Delayed scaling is a more fusion friendly algorithm for per-tensor scaling. Pseudocode:

prev_amax = get_prev_amax(amax_history)
cur_scale = amax_to_scale(prev_amax, torch.float8_e4m3fn)
x_fp8 = (x * cur_scale).to(torch.float8_e4m3fn)
cur_amax = abs(max(x))
store_cur_amax_for_next_iteration(cur_amax)

Note that calculating cur_amax can now overlap with the scaled cast, leading to a potential performance improvement over delayed scaling.

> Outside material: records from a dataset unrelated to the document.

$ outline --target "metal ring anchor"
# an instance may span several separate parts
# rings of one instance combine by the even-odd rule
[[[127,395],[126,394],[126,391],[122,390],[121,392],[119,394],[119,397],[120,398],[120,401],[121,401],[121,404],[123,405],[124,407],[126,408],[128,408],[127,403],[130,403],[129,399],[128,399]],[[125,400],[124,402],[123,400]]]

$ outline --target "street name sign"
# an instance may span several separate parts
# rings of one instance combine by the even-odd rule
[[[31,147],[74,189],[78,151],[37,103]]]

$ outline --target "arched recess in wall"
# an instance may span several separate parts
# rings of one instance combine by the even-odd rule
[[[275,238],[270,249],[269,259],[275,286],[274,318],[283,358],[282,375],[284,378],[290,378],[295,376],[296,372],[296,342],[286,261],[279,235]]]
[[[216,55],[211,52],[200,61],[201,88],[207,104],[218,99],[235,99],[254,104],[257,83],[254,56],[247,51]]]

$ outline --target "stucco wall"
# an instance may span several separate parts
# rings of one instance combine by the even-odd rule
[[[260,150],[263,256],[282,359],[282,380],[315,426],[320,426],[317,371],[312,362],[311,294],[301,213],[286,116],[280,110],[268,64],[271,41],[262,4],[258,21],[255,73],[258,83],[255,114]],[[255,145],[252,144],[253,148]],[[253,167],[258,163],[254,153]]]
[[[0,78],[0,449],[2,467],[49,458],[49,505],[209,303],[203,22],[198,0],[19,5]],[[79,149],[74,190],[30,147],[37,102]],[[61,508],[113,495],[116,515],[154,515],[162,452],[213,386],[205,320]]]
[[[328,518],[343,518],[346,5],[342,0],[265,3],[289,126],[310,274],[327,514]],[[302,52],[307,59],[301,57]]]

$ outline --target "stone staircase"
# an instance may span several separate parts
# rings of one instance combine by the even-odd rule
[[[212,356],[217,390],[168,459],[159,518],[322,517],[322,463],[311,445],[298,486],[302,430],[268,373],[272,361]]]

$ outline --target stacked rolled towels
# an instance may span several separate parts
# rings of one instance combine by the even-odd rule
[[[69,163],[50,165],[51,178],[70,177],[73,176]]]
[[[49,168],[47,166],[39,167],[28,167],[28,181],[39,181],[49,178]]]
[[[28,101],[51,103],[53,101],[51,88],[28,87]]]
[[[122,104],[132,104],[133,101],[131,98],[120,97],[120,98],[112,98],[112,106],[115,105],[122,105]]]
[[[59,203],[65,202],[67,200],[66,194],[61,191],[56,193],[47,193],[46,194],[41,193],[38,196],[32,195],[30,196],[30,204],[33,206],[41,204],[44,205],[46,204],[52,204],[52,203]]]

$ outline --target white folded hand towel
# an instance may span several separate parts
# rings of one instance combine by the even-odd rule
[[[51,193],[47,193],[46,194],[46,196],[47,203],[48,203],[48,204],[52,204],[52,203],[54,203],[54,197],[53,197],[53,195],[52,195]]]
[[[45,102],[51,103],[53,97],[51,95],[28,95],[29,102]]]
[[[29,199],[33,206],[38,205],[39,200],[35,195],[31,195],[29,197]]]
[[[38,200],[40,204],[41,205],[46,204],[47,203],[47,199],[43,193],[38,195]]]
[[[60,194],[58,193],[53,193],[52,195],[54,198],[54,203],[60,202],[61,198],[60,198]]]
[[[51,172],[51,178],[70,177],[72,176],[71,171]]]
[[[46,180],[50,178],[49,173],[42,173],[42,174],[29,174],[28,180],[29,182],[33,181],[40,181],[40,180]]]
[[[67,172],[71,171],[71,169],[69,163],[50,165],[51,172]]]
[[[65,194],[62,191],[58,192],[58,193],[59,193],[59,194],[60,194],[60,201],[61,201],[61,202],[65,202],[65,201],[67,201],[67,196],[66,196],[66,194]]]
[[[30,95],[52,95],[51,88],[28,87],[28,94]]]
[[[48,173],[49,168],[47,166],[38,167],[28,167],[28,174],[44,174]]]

A drawback of delayed scaling is implementation complexity. We need to track persistent state for each float8 cast op in the computational graph, which requires a model rewrite to implement cleanly. In this way, float8 training with delayed scaling is more akin to quantization-aware training than to lighter-weight features such as model.to(bfloat16) or automated mixed precision.

Static scaling

Static scaling pre-calculates the scales of each tensor offline. Since this requires the weights to be frozen for good accuracy, this is usually an inference-only technique. In pseudocode:

scale = get_precalculated_scale(...)
x_fp8 = (x * scale).to(torch.float8_e4m3fn

The advantage is highest performance (the overhead of amax calculation is completely removed), and the drawbacks are statefulness (needs a model rewrite) and reduced accuracy (because all the scales are precomputed).

Composability with key PyTorch systems

This section details how float8 training interacts with key PyTorch systems, and the work done to enable this.

autograd

In the context of float8 training, for a tensor x we usually need x.dtype to be float8 but x.grad.dtype to be bfloat16. Autograd currently enforces x.dtype to equal x.grad.dtype for historical reasons. To get around this restriction we use Float8Tensor, which stores the raw data in float8 but advertises its dtype to autograd as bfloat16.

torch.compile

Scaling and casting tensors to float8 introduces overhead; we accept this overhead in eager mode to keep the simple and depend on torch.compile + inductor to recover performance. For example, LLaMa 7B training with float8 dynamic scaling has a speedup of 0.81 over bf16 in eager mode, and 1.22 with torch.compile. Please see the performance section later in this document for detailed speedups.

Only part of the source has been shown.